Find the closest point

We want to avoid the obstacle with our whole body, but it turns out we can reduce the problem to only worrying about the closest point of each arm segment to the obstacle, and move that one point away from the obstacle if threshold distance is hit.

To find the closest point on a given arm segment to the obstacle we’ll do some pretty neat trig. I’ll post the code for it and then discuss it below.

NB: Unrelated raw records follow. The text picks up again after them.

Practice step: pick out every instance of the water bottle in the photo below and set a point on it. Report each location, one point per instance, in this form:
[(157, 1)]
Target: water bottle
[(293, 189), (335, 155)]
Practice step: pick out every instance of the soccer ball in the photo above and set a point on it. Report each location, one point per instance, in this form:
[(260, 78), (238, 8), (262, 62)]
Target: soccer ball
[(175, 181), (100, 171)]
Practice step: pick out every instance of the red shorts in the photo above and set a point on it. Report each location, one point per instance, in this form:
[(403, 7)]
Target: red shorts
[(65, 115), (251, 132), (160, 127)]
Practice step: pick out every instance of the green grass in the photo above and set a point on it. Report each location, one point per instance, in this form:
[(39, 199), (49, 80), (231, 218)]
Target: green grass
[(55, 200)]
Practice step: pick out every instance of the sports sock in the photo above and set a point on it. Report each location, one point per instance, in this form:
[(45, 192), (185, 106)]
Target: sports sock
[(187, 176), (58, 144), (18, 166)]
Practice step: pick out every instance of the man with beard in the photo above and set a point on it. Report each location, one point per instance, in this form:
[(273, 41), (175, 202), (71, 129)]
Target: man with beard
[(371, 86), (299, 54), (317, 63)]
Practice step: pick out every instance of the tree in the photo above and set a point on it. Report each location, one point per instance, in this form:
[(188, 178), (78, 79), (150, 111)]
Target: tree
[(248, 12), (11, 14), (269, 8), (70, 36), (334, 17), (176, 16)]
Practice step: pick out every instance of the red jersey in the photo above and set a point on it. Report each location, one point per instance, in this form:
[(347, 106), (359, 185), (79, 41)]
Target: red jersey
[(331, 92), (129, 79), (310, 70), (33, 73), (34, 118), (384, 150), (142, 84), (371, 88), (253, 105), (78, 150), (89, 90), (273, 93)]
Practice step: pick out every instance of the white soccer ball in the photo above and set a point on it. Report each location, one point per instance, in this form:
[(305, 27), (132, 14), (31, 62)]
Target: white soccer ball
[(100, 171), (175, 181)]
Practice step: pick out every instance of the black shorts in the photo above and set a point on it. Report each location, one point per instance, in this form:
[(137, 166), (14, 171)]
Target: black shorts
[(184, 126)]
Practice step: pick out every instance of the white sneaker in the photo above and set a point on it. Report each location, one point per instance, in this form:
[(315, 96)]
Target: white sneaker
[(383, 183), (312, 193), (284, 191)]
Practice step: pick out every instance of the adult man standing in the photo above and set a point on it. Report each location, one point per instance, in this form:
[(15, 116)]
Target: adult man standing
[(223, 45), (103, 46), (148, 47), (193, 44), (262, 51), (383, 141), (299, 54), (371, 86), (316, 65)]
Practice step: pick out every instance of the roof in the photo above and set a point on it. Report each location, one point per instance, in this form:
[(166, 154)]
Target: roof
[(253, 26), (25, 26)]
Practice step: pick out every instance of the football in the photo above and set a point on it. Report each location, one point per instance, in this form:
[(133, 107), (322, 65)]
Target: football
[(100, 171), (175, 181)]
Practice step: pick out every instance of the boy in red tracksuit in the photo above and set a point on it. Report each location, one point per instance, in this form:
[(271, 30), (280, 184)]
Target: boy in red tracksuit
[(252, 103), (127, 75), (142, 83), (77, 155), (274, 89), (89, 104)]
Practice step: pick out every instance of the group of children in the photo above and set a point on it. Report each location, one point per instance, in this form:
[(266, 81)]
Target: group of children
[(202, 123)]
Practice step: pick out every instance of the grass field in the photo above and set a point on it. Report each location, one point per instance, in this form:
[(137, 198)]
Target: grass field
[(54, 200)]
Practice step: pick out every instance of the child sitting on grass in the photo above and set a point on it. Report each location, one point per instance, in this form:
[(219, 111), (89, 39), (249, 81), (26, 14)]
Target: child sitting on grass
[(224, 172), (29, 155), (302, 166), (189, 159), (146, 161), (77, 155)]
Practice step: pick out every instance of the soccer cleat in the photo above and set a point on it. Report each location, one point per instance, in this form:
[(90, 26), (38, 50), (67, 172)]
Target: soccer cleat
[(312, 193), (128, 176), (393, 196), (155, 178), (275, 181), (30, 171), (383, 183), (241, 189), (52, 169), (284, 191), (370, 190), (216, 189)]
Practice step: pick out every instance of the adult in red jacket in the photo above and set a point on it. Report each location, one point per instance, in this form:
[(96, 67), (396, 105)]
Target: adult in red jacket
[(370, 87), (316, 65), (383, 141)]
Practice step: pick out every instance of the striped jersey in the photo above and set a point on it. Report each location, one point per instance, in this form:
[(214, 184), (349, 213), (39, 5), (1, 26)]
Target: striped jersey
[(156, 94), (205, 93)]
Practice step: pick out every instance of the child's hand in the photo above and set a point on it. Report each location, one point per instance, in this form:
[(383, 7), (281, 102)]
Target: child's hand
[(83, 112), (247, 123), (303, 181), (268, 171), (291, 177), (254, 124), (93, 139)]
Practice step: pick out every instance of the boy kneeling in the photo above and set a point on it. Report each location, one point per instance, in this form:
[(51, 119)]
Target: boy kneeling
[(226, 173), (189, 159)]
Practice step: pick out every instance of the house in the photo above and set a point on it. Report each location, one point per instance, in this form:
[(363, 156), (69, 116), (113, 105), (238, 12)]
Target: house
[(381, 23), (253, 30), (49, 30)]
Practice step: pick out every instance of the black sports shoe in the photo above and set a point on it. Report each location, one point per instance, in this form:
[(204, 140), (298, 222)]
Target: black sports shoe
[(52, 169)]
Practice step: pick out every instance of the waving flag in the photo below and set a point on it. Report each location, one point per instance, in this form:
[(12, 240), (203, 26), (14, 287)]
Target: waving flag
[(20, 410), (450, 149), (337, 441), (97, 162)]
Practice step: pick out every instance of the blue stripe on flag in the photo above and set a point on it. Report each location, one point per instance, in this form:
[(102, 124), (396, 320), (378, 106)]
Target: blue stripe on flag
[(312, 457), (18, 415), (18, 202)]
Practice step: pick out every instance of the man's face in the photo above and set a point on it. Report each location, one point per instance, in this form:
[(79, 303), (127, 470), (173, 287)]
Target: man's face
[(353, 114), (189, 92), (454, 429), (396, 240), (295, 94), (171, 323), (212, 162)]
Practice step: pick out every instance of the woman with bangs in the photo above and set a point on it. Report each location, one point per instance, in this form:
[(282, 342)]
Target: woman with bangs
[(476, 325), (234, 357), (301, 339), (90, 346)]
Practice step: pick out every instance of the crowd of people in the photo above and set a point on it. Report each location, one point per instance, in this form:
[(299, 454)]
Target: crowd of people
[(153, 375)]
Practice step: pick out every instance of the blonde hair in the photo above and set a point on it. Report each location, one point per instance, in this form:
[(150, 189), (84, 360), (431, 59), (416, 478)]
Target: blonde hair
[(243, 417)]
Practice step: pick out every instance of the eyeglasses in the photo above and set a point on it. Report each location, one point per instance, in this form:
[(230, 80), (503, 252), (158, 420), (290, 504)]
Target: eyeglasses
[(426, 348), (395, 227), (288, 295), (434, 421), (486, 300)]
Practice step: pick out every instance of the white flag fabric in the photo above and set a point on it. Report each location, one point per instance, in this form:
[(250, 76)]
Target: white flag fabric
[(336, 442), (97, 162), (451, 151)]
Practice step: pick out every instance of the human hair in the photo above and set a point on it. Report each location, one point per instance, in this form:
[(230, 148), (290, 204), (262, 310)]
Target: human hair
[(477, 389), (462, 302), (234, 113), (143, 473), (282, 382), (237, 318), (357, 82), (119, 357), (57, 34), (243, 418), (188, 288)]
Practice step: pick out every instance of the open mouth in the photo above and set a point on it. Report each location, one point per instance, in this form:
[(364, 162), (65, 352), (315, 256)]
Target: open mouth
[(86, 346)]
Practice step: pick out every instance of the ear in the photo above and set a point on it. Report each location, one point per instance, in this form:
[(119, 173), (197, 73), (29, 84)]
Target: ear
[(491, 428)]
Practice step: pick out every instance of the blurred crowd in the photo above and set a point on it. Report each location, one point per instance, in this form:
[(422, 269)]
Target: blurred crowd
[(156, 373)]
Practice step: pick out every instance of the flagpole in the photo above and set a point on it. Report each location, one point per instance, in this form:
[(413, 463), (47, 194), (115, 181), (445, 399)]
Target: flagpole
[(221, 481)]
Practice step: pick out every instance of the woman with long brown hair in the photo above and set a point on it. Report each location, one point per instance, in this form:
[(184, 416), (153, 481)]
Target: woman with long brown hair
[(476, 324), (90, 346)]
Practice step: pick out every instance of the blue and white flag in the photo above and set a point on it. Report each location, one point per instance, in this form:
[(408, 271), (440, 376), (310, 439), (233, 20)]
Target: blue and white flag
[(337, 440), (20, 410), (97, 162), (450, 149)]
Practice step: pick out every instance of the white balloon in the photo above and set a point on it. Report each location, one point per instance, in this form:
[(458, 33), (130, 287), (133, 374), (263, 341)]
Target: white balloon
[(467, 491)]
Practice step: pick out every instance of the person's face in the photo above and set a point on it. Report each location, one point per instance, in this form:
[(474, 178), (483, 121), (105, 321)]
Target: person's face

In this snippet, p1 and p2 are the beginning and ending (x,y,z) locations of arm segment (which we are assuming is a straight line), and v is the center of the obstacle.

# the vector of our line
vec_line = p2 - p1
# the vector from the obstacle to the first line point
vec_ob_line = v - p1
# calculate the projection normalized by length of arm segment
projection = (np.dot(vec_ob_line, vec_line) /
              np.dot(vec_line, vec_line))
if projection < 0:               
    # then closest point is the start of the segment
    closest = p1  
elif projection > 1:
    # then closest point is the end of the segment
    closest = p2
else:
    closest = p1 + projection * vec_line

The first thing we do is find the arm segment line, and then line from the obstacle center to the start point of the arm segment. Once we have these, we do:

\frac{\textbf{v}_\textrm{ob\_line} \; \cdot \; \textbf{v}_\textrm{line}}{\textbf{v}_\textrm{line} \; \cdot \; \textbf{v}_\textrm{line}},

using the geometric definition of the dot product two vectors, we can rewrite the above as

\frac{||\textbf{v}_\textrm{ob\_line}|| \; || \textbf{v}_\textrm{line} || \; \textrm{cos}(\theta)}{||\textbf{v}_\textrm{line}||^2} = \frac{||\textbf{v}_\textrm{ob\_line}||} {||\textbf{v}_\textrm{line}||} \textrm{cos}(\theta)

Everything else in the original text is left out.